Problem: Queries are very slow#

Solutions:

  1. Optimize database queries:

# Use specific filters to reduce data volume
cohort = Cohort(
    sources={
        "cub_hdp": {
            "database": "db_hypercapnia_prepared",
            "password_file": True,
            "filters": """
                c_aufnahme >= '2023-01-01'
                AND c_aufnahme < '2024-01-01'
            """
        }
    }
)
  1. Load variables strategically:

# Load cheap variables first for filtering
cohort.add_variable("age_on_admission")  # Fast
cohort.add_variable("sex")               # Fast

# Apply filters
cohort.include_list([
    {"variable": "age_on_admission", "operation": ">= 18", "label": "Adults"}
])

# Then load expensive variables on smaller cohort
cohort.add_variable("complex_time_series_variable")  # Slower
  1. Use caching:

# Save intermediate results
cohort.save("cohort_after_filtering.corr2")

# Load saved cohort instead of re-extracting
cohort = Cohort.load("cohort_after_filtering.corr2")

File and Save/Load Issues#

Problem: Cannot save or load cohort files#

Solutions:

  1. Check file permissions and paths:

# Check if directory is writable
touch test_file.txt
rm test_file.txt

# Use absolute paths
import os
save_path = os.path.abspath("my_cohort.corr2")
print(f"Saving to: {save_path}")
  1. Handle large file sizes:

# For very large cohorts, save without some variables
large_vars = ["variable_with_millions_of_rows"]

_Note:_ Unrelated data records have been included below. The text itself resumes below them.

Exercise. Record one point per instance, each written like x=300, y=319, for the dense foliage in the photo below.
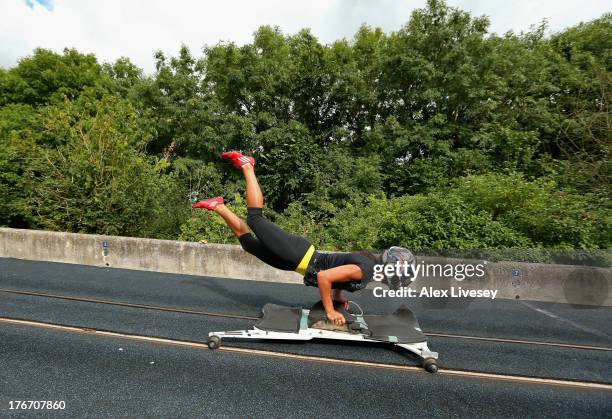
x=439, y=135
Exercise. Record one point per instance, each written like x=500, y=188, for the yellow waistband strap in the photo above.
x=301, y=269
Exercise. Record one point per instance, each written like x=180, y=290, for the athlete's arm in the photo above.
x=326, y=278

# Temporarily remove large variables
saved_data = {}
for var in large_vars:
    if var in cohort.obsm:
        saved_data[var] = cohort._obsm.pop(var)

# Save smaller cohort
cohort.save("cohort_without_large_vars.corr2")

# Restore variables
cohort._obsm.update(saved_data)
  1. Migrate from old file formats:

# Load old format and save as new
try:
    old_cohort = Cohort.load("old_file.corr")  # Legacy format
    old_cohort.save("new_file.corr2")          # New format
    print("Successfully migrated file format")
except Exception as e:
    print(f"Migration failed: {e}")

Getting Help#

When you encounter issues not covered here:

  1. Check the logs:

# Enable verbose logging
import logging
logging.basicConfig(level=logging.DEBUG)

# Or configure CORR-Vars logging
cohort = Cohort(
    logger_args={
        "level": logging.DEBUG,
        "colored_output": True
    }
)
  1. Create a minimal reproducible example:

# Simplify your code to the minimal case that reproduces the error
from corr_vars import Cohort

cohort = Cohort(
    obs_level="icu_stay",
    load_default_vars=False,
    sources={"cub_hdp": {"database": "db_hypercapnia_prepared", "filters": "_d1"}}
)

# Try the operation that's failing
cohort.add_variable("problematic_variable")
  1. Gather system information:

# Get debug information
cohort.debug_print()

# Check versions
import corr_vars
import polars as pl
import pandas as pd

print(f"CORR-Vars version: {corr_vars.__version__}")
print(f"Polars version: {pl.__version__}")
print(f"Pandas version: {pd.__version__}")
  1. Contact support:

  • Create an issue on GitHub: cub-corr/corr-vars#issues

  • Include your minimal reproducible example

  • Include the error message and debug information

  • Describe what you expected to happen vs. what actually happened

Remember: Most issues can be resolved by starting with a smaller dataset and gradually increasing complexity!